They Lived, Felt Dawn, Saw Sunset Glow


In the field an old man toils. His back is bent and crooked. His hands are calloused and brown. His face is drawn and leathery. His body is broken but his arms are strong. He works among the grasses and the pale yellow flowers and the neat rows of bleached crosses. He raises a shovel and cuts into the dense dirt.

The day is cloudy and the sun is dim and the wind picks up dust from the dark empty pavement. It stings the old man’s face. It tries to undo his work. It makes the branches of a young apple tree sway. The leaves dance and rustle and mingle with the chink chink of the shovel biting the earth.

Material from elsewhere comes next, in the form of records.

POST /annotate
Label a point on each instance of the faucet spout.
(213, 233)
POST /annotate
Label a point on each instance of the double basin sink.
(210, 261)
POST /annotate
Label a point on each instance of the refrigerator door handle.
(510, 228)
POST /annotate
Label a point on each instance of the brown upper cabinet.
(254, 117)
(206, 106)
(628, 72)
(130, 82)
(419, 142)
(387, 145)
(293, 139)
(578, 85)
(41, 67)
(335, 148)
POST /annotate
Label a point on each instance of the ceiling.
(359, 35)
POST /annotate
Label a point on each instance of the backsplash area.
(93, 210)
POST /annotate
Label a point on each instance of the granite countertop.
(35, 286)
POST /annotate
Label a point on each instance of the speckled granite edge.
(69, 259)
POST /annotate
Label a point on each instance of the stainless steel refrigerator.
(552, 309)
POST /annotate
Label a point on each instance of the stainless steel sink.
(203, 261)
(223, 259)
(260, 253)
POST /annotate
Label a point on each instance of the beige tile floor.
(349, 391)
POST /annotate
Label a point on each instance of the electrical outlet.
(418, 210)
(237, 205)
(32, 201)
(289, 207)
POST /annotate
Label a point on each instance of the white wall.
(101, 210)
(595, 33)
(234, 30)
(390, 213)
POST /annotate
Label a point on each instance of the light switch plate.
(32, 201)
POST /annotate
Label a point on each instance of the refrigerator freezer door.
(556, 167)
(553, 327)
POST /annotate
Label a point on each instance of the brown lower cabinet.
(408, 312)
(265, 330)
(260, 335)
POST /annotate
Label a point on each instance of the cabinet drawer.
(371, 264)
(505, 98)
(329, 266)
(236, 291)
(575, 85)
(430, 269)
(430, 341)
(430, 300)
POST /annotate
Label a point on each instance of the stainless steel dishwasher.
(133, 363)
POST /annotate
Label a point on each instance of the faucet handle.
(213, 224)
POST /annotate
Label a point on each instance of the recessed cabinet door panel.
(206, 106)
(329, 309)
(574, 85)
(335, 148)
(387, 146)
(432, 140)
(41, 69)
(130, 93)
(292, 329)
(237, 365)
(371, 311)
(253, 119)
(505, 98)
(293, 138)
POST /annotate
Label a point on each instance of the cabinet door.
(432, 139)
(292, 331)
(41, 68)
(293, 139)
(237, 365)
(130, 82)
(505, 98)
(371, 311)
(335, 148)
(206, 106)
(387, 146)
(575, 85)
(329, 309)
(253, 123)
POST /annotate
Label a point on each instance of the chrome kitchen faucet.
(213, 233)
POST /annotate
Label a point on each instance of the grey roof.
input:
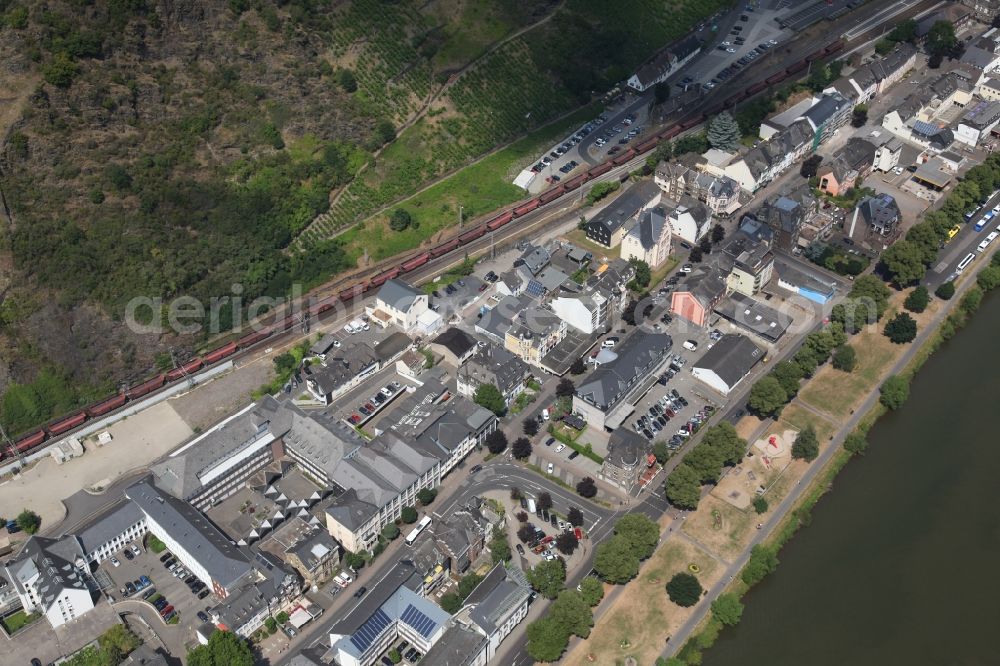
(455, 340)
(60, 564)
(731, 358)
(392, 345)
(398, 294)
(180, 473)
(624, 208)
(109, 526)
(649, 227)
(754, 316)
(535, 258)
(636, 357)
(497, 366)
(625, 448)
(458, 646)
(494, 598)
(224, 562)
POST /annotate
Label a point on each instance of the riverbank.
(949, 318)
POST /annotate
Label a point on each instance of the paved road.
(815, 468)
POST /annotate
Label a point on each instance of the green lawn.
(480, 189)
(16, 621)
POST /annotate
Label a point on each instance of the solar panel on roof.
(422, 624)
(370, 630)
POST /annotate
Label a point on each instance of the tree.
(810, 166)
(894, 392)
(496, 442)
(683, 487)
(642, 275)
(859, 116)
(224, 649)
(661, 451)
(592, 590)
(941, 40)
(855, 443)
(572, 613)
(904, 262)
(684, 590)
(525, 533)
(426, 496)
(727, 609)
(767, 396)
(489, 397)
(789, 375)
(586, 487)
(400, 219)
(718, 233)
(345, 78)
(901, 329)
(546, 640)
(451, 603)
(763, 561)
(917, 300)
(615, 562)
(60, 71)
(28, 521)
(844, 358)
(547, 578)
(566, 543)
(724, 132)
(806, 446)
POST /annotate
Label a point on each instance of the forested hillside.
(160, 148)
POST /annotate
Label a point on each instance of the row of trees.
(720, 446)
(615, 561)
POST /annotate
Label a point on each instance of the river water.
(899, 565)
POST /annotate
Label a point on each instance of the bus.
(965, 262)
(421, 526)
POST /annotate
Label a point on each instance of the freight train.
(28, 442)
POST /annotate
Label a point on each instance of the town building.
(649, 239)
(454, 346)
(609, 226)
(698, 294)
(626, 460)
(604, 390)
(725, 365)
(400, 304)
(496, 366)
(664, 64)
(52, 577)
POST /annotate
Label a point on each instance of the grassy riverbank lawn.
(643, 613)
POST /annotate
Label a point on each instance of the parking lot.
(162, 584)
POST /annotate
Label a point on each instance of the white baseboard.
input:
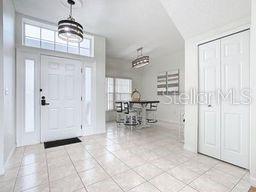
(168, 122)
(189, 148)
(1, 170)
(9, 156)
(253, 181)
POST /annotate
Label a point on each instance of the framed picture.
(168, 83)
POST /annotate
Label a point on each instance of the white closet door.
(209, 112)
(61, 87)
(235, 117)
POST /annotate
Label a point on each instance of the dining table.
(143, 104)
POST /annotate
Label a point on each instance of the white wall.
(145, 80)
(253, 106)
(7, 81)
(1, 94)
(122, 68)
(166, 112)
(100, 56)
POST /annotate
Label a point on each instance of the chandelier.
(141, 60)
(69, 30)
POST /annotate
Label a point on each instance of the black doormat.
(58, 143)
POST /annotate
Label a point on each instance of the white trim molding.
(253, 94)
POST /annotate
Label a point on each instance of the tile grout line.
(75, 169)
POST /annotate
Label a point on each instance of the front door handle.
(43, 101)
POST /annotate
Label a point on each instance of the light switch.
(6, 92)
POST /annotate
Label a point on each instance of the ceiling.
(193, 17)
(126, 25)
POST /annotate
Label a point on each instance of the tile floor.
(148, 160)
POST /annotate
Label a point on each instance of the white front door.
(235, 117)
(61, 88)
(209, 110)
(224, 125)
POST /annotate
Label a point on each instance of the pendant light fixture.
(141, 60)
(69, 30)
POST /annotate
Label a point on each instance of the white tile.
(242, 186)
(223, 178)
(84, 165)
(128, 180)
(9, 174)
(66, 184)
(107, 186)
(33, 158)
(30, 181)
(148, 171)
(167, 183)
(204, 183)
(164, 164)
(93, 176)
(59, 172)
(145, 187)
(115, 168)
(188, 189)
(40, 188)
(183, 174)
(7, 186)
(134, 161)
(230, 169)
(32, 168)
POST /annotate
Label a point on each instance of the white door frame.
(20, 51)
(44, 58)
(225, 157)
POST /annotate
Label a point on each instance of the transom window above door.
(46, 37)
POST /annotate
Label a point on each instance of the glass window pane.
(88, 96)
(86, 43)
(32, 42)
(47, 39)
(73, 48)
(110, 93)
(47, 45)
(85, 52)
(29, 96)
(47, 35)
(32, 31)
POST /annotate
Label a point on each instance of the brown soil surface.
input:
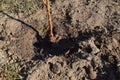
(87, 46)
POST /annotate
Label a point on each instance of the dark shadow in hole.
(44, 48)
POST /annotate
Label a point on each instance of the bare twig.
(51, 36)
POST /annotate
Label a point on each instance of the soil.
(87, 46)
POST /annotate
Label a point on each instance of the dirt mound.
(87, 47)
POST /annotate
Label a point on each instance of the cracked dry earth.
(88, 45)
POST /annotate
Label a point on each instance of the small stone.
(92, 74)
(93, 46)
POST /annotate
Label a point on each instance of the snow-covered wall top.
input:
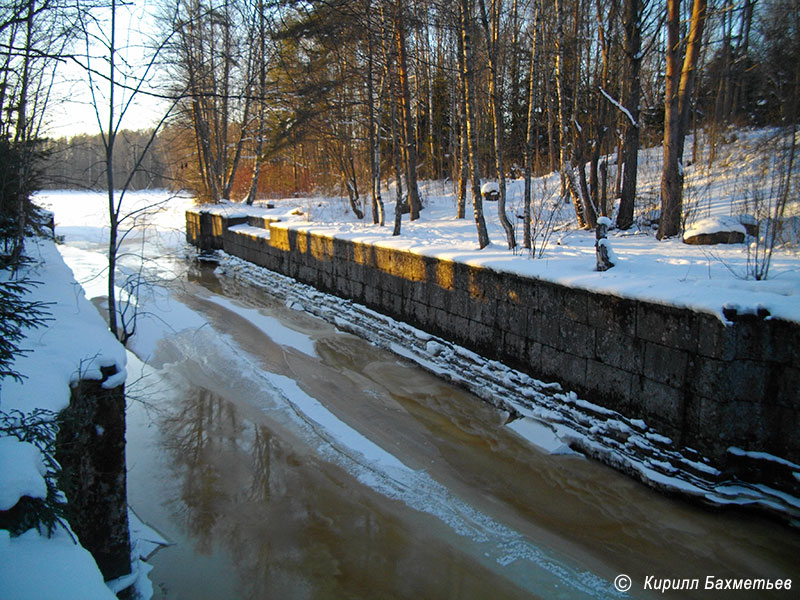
(75, 343)
(708, 381)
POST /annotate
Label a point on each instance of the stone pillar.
(90, 447)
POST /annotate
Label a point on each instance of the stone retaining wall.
(705, 384)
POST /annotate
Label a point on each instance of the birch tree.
(679, 80)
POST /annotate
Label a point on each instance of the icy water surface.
(285, 459)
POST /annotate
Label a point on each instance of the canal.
(284, 458)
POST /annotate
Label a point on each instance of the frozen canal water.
(283, 458)
(318, 466)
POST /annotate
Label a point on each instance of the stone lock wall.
(706, 384)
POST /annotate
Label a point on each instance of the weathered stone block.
(612, 385)
(561, 366)
(611, 313)
(619, 350)
(667, 325)
(714, 338)
(657, 401)
(512, 317)
(665, 365)
(556, 301)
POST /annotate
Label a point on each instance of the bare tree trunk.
(261, 57)
(676, 114)
(565, 147)
(528, 193)
(463, 145)
(410, 145)
(630, 153)
(373, 137)
(468, 75)
(497, 119)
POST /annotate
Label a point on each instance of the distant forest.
(79, 162)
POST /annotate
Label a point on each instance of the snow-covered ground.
(75, 343)
(703, 278)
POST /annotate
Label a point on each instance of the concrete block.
(611, 313)
(619, 350)
(665, 365)
(667, 326)
(611, 385)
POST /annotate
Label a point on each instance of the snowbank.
(74, 344)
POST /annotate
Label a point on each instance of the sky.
(71, 110)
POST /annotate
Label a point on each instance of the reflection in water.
(294, 527)
(257, 511)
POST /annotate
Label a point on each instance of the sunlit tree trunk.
(679, 83)
(491, 35)
(468, 76)
(632, 87)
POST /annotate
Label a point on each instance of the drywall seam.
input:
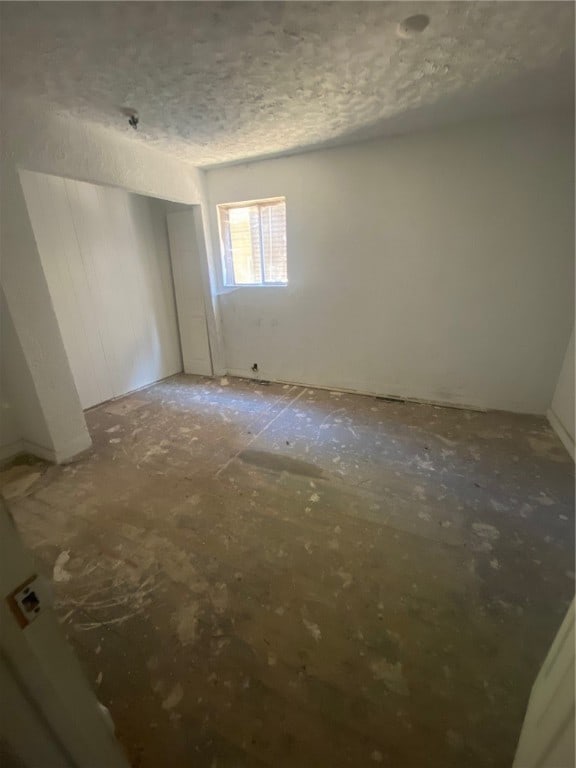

Behind him a gate is drawn open and armed men are leaving. The old man knows where he will bury them. He will plant them beneath the apple tree with the others who will file out that gate. The old man lays down his shovel and watches them disappear and the gate drawn shut behind them. He knows what they do not: that they are already dead.

Smoke is rising from small fires. The smell of roasting meat is on the air, dinner will soon be ready. Compliments to the chef. Kiss the cook. The old man knows where they will be buried as well. He has picked out a plot for each of them. Row on row that only he can see.

He picks up his shovel and digs and hears laughter. It’s light and sweet. It’s rare but it happens. Bless the children, the strongest of them all. Bless the children, he thinks. He knows about them too. They will fill the gaps. They are, after all, so small.

The old man bends low and lifts a large form, bundled tightly, onto his small frail frame. He lowers it gently into the trough and pours the soft soil over it with his hard hands. He pats the loose bits down tenderly.  He brings a large and oppressive stone and lays it upon the grave.

With a mallet he drives another bleached cross into the ground. He wishes he was better with words. He wishes he could say something pretty. He wishes he was a poet.


3 responses to “They Lived, Felt Dawn, Saw Sunset Glow”

  1. Another morbidly enjoyable piece. Nice and poetic. There’s one little nitpicky thing though. The sentence: “The old man knows where he will burry them” I thought you meant to write bury.